Assaltou-lhe
de súbito o mundo de destroços reiterados à
saturação pela imprensa. Viera-lhe, ali, ante
aquele minúsculo episódio, imagens das mais recentes
catástrofes cujas conseqüências foram fatalmente
as matanças colossais.
Passou-lhe recente tragédia desabada sobre os povos asiáticos.
Aquele descomunal gigante, muito mais que Adamastor, enfurecido,
soprando água sobre tudo, contra todos, sobre todos.
Mal foi possível o salve-se quem puder.
Mar amansado por sua própria exaustão. Bicho resguardando-se
em sua calmaria, foi que se pôde, então, dar começo
ao dimensionamento do estrago. Devassa completa. E o número
de mortos, dia a dia, semana a semana, a cada achado, aumentando
de forma desconcertante. Mais de centena de milhares de vidas
humanas (não contadas as outras).
Os mortos amontoados, esparramados em meio aos destroços.
Eles próprios destroçados. Depois, corpos empacotados
postos em rasas valas enfileirados. Valas abertas com escavadeiras
próprias a abrirem buracos destinados a assegurarem sanidade
à vida. E valas e fileiras de corpos embrulhados. E valas
e fileiras de corpos embrulhados.
Esvaído o tsunami, o processo mental metafórico
trouxe-lhe o genocídio no Iraque. As centenas de milhares
de mortes praticadas de toda ordem. Os gigantes destroçadores
são outros. São os monstrengos arrasadores. São
os homens-bomba. São as degolas gravadas para exibição.

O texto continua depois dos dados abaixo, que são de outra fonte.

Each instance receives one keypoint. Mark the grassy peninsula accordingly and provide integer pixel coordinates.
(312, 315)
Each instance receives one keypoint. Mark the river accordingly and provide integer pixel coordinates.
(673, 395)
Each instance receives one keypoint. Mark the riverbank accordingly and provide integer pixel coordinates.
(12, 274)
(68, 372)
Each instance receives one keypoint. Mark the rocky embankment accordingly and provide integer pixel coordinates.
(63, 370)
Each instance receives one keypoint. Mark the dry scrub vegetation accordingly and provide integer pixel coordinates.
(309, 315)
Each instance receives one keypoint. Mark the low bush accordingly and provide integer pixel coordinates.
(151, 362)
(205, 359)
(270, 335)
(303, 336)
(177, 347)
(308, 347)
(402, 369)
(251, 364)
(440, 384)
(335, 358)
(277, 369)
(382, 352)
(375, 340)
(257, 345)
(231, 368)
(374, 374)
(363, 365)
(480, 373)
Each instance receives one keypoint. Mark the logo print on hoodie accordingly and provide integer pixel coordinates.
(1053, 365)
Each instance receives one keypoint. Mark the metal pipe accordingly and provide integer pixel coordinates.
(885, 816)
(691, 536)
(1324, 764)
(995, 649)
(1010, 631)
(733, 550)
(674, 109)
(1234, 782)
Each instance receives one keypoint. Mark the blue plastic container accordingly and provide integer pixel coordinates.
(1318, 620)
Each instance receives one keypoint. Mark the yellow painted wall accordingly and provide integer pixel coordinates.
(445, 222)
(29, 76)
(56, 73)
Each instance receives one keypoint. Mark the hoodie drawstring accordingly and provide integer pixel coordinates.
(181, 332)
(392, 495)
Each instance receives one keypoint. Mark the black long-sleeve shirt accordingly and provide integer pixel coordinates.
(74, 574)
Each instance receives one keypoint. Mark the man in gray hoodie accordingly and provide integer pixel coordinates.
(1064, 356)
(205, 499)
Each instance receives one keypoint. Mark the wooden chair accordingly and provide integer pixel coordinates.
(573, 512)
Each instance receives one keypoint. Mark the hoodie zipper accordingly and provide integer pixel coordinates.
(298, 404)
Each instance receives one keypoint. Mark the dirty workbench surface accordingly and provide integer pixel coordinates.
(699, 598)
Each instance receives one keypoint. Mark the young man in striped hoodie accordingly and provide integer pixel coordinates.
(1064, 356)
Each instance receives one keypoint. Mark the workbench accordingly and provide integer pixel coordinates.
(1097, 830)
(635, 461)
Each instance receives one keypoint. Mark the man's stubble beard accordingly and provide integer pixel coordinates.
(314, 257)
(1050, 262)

Ah! Iraque, Palestina, Israel, Egito, Iran, Estados Unidos da
América do Norte! Por quê? Por quê!? E até
quando?! E as respostas que lhe dão pelos jornais, pelas
revistas, pelas entrevistas, pelas declarações
não lhe respondem.
E em seguida o acomete os campos de concentração
anti-semitas. Homens. Mulheres. Velhos. Crianças. Centenas
de milhares. Aprisionados. Amontoados em toscos, rudes e fétidos
salões esperando a vez de ir para os fornos cremadores.
O horror ritleriano.
E desse conglomerado de judeus aprisionados para os fornos de
Auschwitz é catapultado à Guerra de Canudos. O
genocídio em Monte Santo. O amontoado de mulheres com
seus filhinhos, cuja foto histórica ficou famosamente
denominada “das prisioneiras”. Foram remetidas para
as prisões de Salvador, enquanto os seus homens eram
friamente fuzilados.
E de Canudos para Beslan. A escola de Beslan. As crianças
de Beslan fuziladas dentro de sua escola! Fuziladas porque os
seus assassinos adultos não se entenderam. E por isso
mataram crianças, das quais se diz serem sem juízo.
Os adultos, que têm juízo, mataram crianças!
E de Beslan, viu-se arremetido à chacina do Carandiru.
Os corpos mortos. Uma centena deles. Depositados em urna de
câmara fria a cadáveres estampados pela mídia.
Daí, à chacina da Candelária. Crianças
de rua assassinadas ali mesmo, onde dormiam, ao relento do pátio
da igreja da Candelária.
O episódio minúsculo que revivificara-lhe tais
tragédias: descobrira dois substanciosos ninhos (nunca
os vira antes em sua vida) engenhosamente construídos
entrelaçando as folhas de uma palma de seu decano coqueiro.
Invólucro em forma de tubo resistente, seguramente protetor.
E das demais folhas do seu pródigo e generoso coqueiro
se alimentam.
A solução que relutara em admitir era extirpar
os ninhos e matar as lagartas. Os ninhos fervilhavam de lagartas
e filhotes. Decidira queimá-los. Usara jornal. Muito
e muito jornal. Fogueira de jornal. E elas, às centenas,
se contorciam agônicas.
Um espetáculo deprimente. Sentia-se um criminoso. Um
algoz alemão jogando bandos de judeus nos fornos de Auschwitz.